Tesco China announced on Wednesday that it will enter the e-commerce field with its business starting in Shanghai.
The retailer's e-commerce mainly will cover food, vegetables, fruits and daily use articles, and it will use its own logistics system. To reduce costs at the beginning of the transition, Tesco China's distribution will only cover the inner rings of Shanghai. All the goods will be delivered by its physical retail stores in the city.
Influenced by the expansion of e-commerce and the rise in rents, the physical retail stores' business is seeing less revenue than before. Tesco China has closed several stores in recent years.
Before Tesco China's move, Wal-Mart China, Carrefour China and Shanghai-based NGS Supermarket had already started their e-commerce operations.

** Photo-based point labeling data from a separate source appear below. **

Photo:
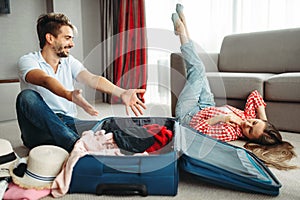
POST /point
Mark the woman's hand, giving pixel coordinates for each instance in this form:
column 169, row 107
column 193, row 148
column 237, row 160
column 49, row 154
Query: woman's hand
column 130, row 99
column 232, row 119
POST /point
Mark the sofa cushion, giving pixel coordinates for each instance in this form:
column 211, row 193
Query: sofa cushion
column 236, row 85
column 283, row 87
column 261, row 52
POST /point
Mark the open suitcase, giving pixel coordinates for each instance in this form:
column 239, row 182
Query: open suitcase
column 157, row 173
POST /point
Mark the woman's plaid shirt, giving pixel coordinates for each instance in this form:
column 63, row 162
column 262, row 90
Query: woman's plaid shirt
column 223, row 131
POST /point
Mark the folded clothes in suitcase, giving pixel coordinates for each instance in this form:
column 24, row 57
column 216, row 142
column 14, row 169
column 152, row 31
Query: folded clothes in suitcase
column 156, row 173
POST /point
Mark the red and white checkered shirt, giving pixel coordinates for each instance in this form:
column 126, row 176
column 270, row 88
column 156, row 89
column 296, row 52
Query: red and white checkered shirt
column 223, row 131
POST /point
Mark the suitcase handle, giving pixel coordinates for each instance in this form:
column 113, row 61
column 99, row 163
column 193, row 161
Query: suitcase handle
column 125, row 189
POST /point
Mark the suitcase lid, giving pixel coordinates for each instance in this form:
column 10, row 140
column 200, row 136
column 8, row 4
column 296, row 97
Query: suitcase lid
column 223, row 164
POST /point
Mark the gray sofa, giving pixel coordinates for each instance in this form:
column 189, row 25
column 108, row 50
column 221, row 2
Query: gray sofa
column 265, row 61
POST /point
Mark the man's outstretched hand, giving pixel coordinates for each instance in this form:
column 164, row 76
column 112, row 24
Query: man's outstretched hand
column 131, row 100
column 79, row 100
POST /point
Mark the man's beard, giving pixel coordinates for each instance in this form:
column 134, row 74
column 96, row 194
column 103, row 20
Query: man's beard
column 61, row 53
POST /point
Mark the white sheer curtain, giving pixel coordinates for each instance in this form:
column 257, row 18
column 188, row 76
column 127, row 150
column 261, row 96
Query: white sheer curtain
column 208, row 22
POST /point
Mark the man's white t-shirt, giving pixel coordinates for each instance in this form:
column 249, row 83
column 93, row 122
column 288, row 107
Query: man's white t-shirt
column 66, row 74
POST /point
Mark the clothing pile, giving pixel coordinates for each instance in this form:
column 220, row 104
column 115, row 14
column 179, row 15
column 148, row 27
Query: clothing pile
column 48, row 168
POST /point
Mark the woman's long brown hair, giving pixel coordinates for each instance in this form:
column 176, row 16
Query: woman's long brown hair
column 272, row 150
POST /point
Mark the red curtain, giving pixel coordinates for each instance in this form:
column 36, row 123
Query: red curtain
column 130, row 65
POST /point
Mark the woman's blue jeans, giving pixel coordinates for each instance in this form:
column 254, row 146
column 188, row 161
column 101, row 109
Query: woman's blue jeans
column 39, row 125
column 196, row 93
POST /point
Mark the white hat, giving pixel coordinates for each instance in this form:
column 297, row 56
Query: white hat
column 44, row 163
column 7, row 157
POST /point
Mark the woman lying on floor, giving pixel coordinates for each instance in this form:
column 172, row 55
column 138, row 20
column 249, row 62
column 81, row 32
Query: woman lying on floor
column 196, row 108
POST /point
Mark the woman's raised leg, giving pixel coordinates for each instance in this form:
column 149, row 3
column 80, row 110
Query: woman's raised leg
column 196, row 93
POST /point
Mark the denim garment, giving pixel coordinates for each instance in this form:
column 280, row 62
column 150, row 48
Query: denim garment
column 196, row 94
column 40, row 125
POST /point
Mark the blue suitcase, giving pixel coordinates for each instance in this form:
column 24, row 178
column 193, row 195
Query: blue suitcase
column 157, row 174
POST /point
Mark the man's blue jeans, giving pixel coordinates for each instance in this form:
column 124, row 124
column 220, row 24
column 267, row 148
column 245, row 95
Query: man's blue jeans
column 196, row 94
column 40, row 125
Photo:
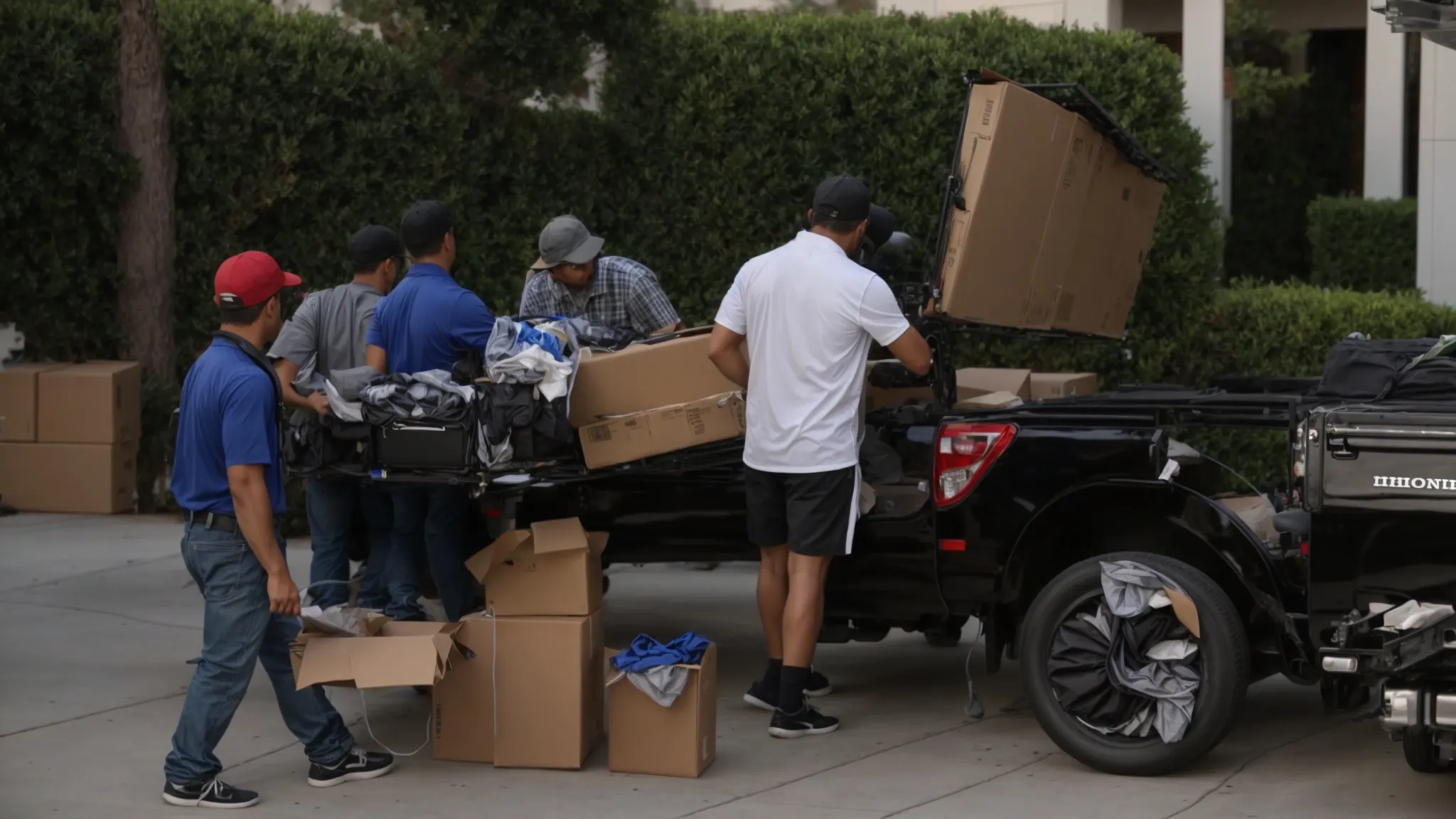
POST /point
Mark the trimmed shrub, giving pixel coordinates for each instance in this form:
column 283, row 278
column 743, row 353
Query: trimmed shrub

Wal-Mart China purchased yihaodian, a Chinese online supermarket, while the other two set up their own e-commerce systems.
According to insiders, to set up a new e-commerce system, the physical retail stores will have to face challenges coming from huge investment, commodity differentiation and logistics costs, among which logistics costs are the hardest to control.
Tesco China says that the retailer's transition to e-commerce has long been discussed inside the company and the online shopping trend was inevitable.
Tesco PLC, the world's third-largest retailer by revenue, started e-commerce operations in 1997 in Britain. The retailer's online sales revenue reached 3 billion pounds (28.8 billion yuan) in 2012, a 13% year-on-year growth.
Before its e-business trial in China, Tesco opened online shopping platforms in nine countries in Europe and Asia.